Art Investing: Art in Times of Crisis by Géraldine David, Yuexin Li, Kim Oosterlinck, and Luc Renneboog as of September 12th, 2022 (#16): “From 1907 to 2016, the British art price index expanded more than sevenfold in real terms. Over the whole sample period of 110 years, the arithmetic annual real return and risk amount to 3.6% and 20.1%, respectively. … Art returns plummeted at the onset of wars but became positive in the later years of the war periods and then outperformed equities. … By far the largest declines in art returns occurred in 1921 (-40.5%) during the Post-WWI recession, in 1931 during the Great Depression (-62.9%), and in 1991 (-37.3%) when the largest art market bubble in art history burst. … During financial crises and economic recessions, the art market performs poorly: returns are then even lower than those for equity, suggesting that artworks hardly qualify as safe-haven investments. … volume does not significantly collapse in recessions; the reason may be that part of the sales may be forced (because of the four Ds: death, debt, divorce, and disaster, of which the latter three may be correlated with recessions)” (p. 32)
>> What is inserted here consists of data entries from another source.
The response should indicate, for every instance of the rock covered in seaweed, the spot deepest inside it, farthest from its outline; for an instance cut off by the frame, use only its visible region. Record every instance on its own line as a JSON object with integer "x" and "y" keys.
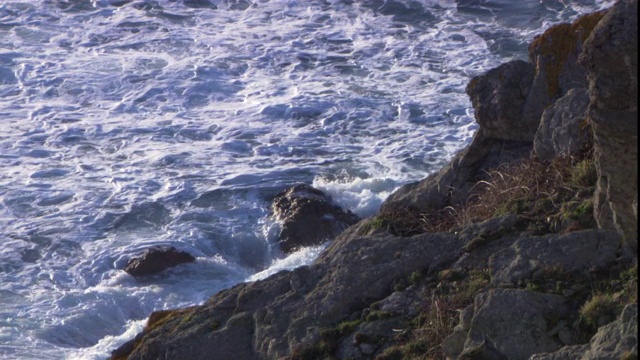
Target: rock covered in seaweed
{"x": 563, "y": 128}
{"x": 157, "y": 259}
{"x": 308, "y": 217}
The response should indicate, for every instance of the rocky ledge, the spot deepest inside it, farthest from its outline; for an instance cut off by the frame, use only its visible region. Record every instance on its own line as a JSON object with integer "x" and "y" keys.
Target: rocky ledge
{"x": 523, "y": 247}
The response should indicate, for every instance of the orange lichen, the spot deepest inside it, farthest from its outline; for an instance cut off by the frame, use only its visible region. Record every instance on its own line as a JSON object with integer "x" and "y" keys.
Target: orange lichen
{"x": 559, "y": 42}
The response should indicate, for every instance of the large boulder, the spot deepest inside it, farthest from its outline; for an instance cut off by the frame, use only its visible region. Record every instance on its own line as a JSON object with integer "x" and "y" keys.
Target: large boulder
{"x": 453, "y": 183}
{"x": 269, "y": 319}
{"x": 308, "y": 217}
{"x": 617, "y": 340}
{"x": 611, "y": 58}
{"x": 157, "y": 259}
{"x": 498, "y": 98}
{"x": 555, "y": 56}
{"x": 578, "y": 251}
{"x": 563, "y": 129}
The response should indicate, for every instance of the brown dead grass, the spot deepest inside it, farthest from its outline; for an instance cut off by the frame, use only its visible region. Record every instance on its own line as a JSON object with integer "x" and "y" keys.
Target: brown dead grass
{"x": 549, "y": 197}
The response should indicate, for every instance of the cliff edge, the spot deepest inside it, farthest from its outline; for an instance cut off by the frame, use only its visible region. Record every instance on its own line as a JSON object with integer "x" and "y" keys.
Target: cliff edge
{"x": 522, "y": 247}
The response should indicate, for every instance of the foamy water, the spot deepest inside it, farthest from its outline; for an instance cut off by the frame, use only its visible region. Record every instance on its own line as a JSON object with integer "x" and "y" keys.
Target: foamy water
{"x": 128, "y": 124}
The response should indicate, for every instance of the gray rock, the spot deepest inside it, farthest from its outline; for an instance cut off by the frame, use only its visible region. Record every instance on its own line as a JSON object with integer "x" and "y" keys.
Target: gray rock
{"x": 308, "y": 217}
{"x": 611, "y": 58}
{"x": 612, "y": 341}
{"x": 453, "y": 345}
{"x": 453, "y": 183}
{"x": 555, "y": 56}
{"x": 407, "y": 303}
{"x": 576, "y": 251}
{"x": 494, "y": 333}
{"x": 562, "y": 129}
{"x": 271, "y": 318}
{"x": 157, "y": 259}
{"x": 498, "y": 97}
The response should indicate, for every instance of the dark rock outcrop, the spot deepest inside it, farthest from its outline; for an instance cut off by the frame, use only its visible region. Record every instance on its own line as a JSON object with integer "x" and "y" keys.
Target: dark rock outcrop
{"x": 494, "y": 334}
{"x": 611, "y": 58}
{"x": 498, "y": 98}
{"x": 271, "y": 318}
{"x": 578, "y": 251}
{"x": 509, "y": 102}
{"x": 563, "y": 127}
{"x": 157, "y": 259}
{"x": 288, "y": 314}
{"x": 308, "y": 217}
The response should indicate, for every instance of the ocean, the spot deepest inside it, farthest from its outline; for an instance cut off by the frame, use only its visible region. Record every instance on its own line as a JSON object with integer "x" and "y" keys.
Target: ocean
{"x": 128, "y": 124}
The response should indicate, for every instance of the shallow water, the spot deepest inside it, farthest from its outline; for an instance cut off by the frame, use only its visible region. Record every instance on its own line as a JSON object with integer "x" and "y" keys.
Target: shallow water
{"x": 127, "y": 124}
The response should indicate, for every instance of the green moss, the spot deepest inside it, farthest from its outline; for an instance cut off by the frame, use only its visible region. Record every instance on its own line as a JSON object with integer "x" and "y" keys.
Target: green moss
{"x": 392, "y": 353}
{"x": 378, "y": 315}
{"x": 629, "y": 355}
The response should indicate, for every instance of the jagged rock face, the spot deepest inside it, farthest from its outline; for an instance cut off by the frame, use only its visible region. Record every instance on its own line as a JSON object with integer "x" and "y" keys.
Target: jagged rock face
{"x": 493, "y": 333}
{"x": 611, "y": 58}
{"x": 617, "y": 340}
{"x": 270, "y": 318}
{"x": 157, "y": 259}
{"x": 498, "y": 97}
{"x": 563, "y": 129}
{"x": 308, "y": 217}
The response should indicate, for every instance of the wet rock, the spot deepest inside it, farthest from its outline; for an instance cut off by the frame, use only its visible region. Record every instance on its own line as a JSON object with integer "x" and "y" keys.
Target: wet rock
{"x": 563, "y": 128}
{"x": 308, "y": 217}
{"x": 611, "y": 58}
{"x": 493, "y": 333}
{"x": 617, "y": 340}
{"x": 555, "y": 56}
{"x": 574, "y": 252}
{"x": 199, "y": 4}
{"x": 498, "y": 97}
{"x": 157, "y": 259}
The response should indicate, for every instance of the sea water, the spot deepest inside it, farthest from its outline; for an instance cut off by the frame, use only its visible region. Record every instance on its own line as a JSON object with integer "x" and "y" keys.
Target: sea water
{"x": 128, "y": 124}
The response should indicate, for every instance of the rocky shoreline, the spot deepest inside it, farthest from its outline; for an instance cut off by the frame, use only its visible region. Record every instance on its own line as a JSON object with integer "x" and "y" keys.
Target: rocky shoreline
{"x": 450, "y": 267}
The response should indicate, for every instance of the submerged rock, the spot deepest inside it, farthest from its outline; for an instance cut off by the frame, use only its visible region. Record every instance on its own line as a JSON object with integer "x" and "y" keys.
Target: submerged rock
{"x": 494, "y": 332}
{"x": 308, "y": 217}
{"x": 563, "y": 128}
{"x": 157, "y": 259}
{"x": 574, "y": 252}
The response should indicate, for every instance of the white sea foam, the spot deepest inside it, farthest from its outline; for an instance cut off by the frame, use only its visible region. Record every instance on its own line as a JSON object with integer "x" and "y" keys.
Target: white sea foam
{"x": 155, "y": 123}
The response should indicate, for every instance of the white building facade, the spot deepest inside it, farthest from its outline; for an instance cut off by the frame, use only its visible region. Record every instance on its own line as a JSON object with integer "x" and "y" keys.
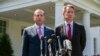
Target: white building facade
{"x": 86, "y": 10}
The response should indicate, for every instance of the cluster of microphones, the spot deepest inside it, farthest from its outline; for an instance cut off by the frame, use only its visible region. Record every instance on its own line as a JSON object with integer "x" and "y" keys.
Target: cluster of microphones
{"x": 57, "y": 48}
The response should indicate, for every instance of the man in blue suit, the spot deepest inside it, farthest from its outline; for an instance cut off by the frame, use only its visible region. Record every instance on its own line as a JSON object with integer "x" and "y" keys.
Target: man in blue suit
{"x": 72, "y": 31}
{"x": 32, "y": 36}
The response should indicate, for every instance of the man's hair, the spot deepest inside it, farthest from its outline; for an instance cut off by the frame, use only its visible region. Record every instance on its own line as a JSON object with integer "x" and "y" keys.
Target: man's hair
{"x": 68, "y": 5}
{"x": 38, "y": 10}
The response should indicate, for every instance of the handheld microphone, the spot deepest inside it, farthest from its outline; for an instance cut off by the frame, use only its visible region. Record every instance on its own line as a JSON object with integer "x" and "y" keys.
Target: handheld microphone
{"x": 67, "y": 46}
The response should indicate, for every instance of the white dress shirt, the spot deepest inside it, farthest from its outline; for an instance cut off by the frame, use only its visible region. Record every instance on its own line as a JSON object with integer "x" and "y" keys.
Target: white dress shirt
{"x": 42, "y": 29}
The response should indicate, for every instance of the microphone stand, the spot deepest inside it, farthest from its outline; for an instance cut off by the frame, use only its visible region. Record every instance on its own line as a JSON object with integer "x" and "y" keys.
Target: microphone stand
{"x": 60, "y": 49}
{"x": 68, "y": 47}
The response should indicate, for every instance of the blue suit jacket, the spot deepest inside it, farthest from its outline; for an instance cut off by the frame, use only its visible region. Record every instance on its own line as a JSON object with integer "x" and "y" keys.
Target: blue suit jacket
{"x": 78, "y": 39}
{"x": 31, "y": 41}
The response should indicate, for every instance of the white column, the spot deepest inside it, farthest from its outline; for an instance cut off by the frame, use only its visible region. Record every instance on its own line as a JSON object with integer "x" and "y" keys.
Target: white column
{"x": 58, "y": 13}
{"x": 89, "y": 44}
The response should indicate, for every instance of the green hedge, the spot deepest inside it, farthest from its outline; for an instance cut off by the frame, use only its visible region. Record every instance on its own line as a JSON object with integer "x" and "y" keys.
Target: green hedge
{"x": 5, "y": 45}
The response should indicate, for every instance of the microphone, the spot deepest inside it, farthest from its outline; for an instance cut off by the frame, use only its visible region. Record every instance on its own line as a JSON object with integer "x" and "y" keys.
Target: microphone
{"x": 49, "y": 41}
{"x": 41, "y": 45}
{"x": 67, "y": 46}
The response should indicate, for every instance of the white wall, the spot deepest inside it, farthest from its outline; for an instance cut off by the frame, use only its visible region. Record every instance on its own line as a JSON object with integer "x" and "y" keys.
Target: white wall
{"x": 95, "y": 33}
{"x": 14, "y": 30}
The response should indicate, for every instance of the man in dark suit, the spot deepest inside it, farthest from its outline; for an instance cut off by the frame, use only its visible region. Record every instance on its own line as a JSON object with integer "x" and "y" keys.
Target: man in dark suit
{"x": 32, "y": 36}
{"x": 72, "y": 31}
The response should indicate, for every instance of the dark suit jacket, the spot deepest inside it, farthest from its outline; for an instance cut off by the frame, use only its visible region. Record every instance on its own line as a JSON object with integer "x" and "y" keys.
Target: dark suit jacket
{"x": 78, "y": 39}
{"x": 31, "y": 41}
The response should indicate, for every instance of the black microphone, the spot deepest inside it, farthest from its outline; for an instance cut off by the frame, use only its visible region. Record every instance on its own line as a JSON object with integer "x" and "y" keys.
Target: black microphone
{"x": 67, "y": 46}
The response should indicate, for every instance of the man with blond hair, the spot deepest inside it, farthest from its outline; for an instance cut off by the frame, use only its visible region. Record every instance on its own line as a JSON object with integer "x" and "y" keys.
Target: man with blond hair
{"x": 72, "y": 31}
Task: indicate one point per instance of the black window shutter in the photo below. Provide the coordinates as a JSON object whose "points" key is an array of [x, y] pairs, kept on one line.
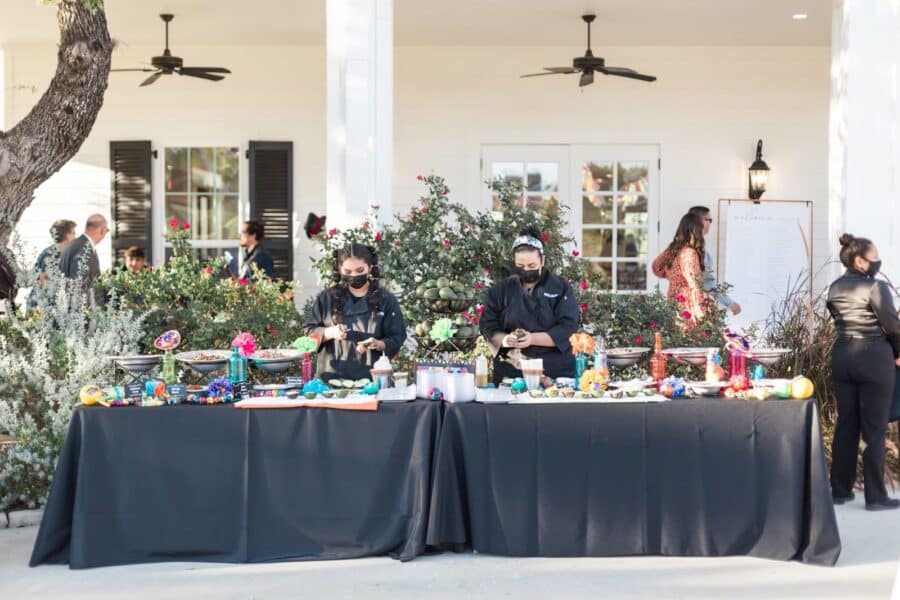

Awful Bitcoin: Economic estimation of Bitcoin mining’s climate damages demonstrates closer resemblance to digital crude than digital gold by Benjamin A. Jones, Andrew L. Goodkind, and Robert P. Berrens as of September 29th, 2022: “We find that for 2016–2021: (i) per coin climate damages from BTC were increasing, rather than decreasing with industry maturation; (ii) during certain time periods, BTC climate damages exceed the price of each coin created; (iii) on average, each $1 in BTC market value created was responsible for $0.35 in global climate damages, which as a share of market value is in the range between beef production and crude oil burned as gasoline, and an order-of-magnitude higher than wind and solar power” (abstract).